Obviamente, há historiadores e historiadores, assim como há jornalistas e jornalistas, de forma que não podemos colocar a todos no mesmo balaio (para o bem ou para o mal). No entanto, este texto se refere aos historiadores e jornalistas que realmente têm compromisso com suas atribuições profissionais, que não se deixam levar pelas paixões ideológicas[4] e usam o senso crítico para contribuir de modo a fazer as pessoas saírem da zona de conforto no que se refere a ideias e mentalidades. Tais profissionais têm muito a contribuir para a sociedade, na medida em que não a deixam esquecer o que deve ser refletido, o que deve ser corrigido, o que deve ser levado em conta nas práticas sociais com todos os seus aspectos (política, economia, cultura, etc). Aqui, podemos aplicar, por exemplo, a ideia de Chesterton mencionada no texto: a melhoria das coberturas jornalísticas passou a mostrar situações que outrora eram ignoradas ou mal noticiadas[5]; da mesma forma, podemos lembrar, a título de exemplo, dos historiadores que trazem a tona episódios ignorados, distorcidos ou que foram escritos sob apenas um ponto de vista[6].

Historiadores e jornalistas foram, são e sempre serão alvos de críticas e "demonizações". As críticas são saudáveis em ambientes democráticos (desde que feitas com civilidade e argumentos); as "demonizações" não são saudáveis em ambiente algum e devem ser combatidas com a mesma cultura de civilidade e argumentos que caracterizam as boas críticas em ambientes democráticos. Contextualizados nestas realidades das quais são alvos, os profissionais da História e do Jornalismo podem e devem prosseguir em seus trabalhos e métodos para "lembrar a sociedade daquilo que ela quer esquecer" (Burke) e noticiar, conforme a frase de Katharine Graham (nota 2), o que muitos querem suprimir.

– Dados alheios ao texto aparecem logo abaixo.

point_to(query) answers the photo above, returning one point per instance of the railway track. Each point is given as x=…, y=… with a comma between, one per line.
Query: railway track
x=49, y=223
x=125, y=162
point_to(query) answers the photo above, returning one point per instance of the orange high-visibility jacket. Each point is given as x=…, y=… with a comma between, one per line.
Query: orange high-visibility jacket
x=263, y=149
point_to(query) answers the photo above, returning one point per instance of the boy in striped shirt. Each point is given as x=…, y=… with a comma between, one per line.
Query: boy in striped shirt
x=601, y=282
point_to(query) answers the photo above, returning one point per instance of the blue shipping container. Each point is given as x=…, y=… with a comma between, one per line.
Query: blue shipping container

[1] No meu caso, com aulas online.

 

[2] No mesmo sentido, podemos citar também uma frase do jornalista italiano Mino Carta: "Não vamos esmorecer na nossa crença de que jornalismo é algo que se faz com espírito crítico, fiscalizando o poder". Ou ainda, uma frase da jornalista norte-americana Katharine Graham: "Notícia é o que alguém quer suprimida. Tudo o mais é publicidade. O poder é definir a agenda. O que nós imprimimos e o que nós não imprimimos é muito importante."

 

[3] Nesta frase, estou sendo, propositalmente, elegante na forma de apontar como historiadores e jornalistas são tachados; uma rápida pesquisa em redes sociais, por exemplo, mostrará que o palavreado utilizado para se referir a historiadores e jornalistas não é tão elegante como o utilizado neste texto.

 

[4] O que não quer dizer que não possam ter lado. Porém, uma coisa é ter posicionamento político e ideológico; outra coisa é deixar que o posicionamento seja algo prejudicial à prática historiográfica ou jornalística.

 

[5] Podemos mencionar, para ilustrar isto, a cobertura da imprensa norte-americana na Guerra do Vietnã (1955-1975), que acabou levando a população dos EUA a retirar seu apoio ao governo no conflito, a partir do momento em que a cobertura jornalística passou a mostrar, em tempo real, as atrocidades cometidas naquela guerra.

 

[6] Para ilustrar isto, podemos mencionar as investigações que trouxeram às claras diversos crimes e atos corruptos cometidos pela ditadura militar no Brasil e que não eram mostrados durante o período ditatorial; ou ainda, podemos mencionar os trabalhos de pesquisa que têm lançado novas luzes às histórias de muitos povos indígenas, antes negligenciados, distorcidos ou relatados apenas pelo ponto de vista dos colonizadores.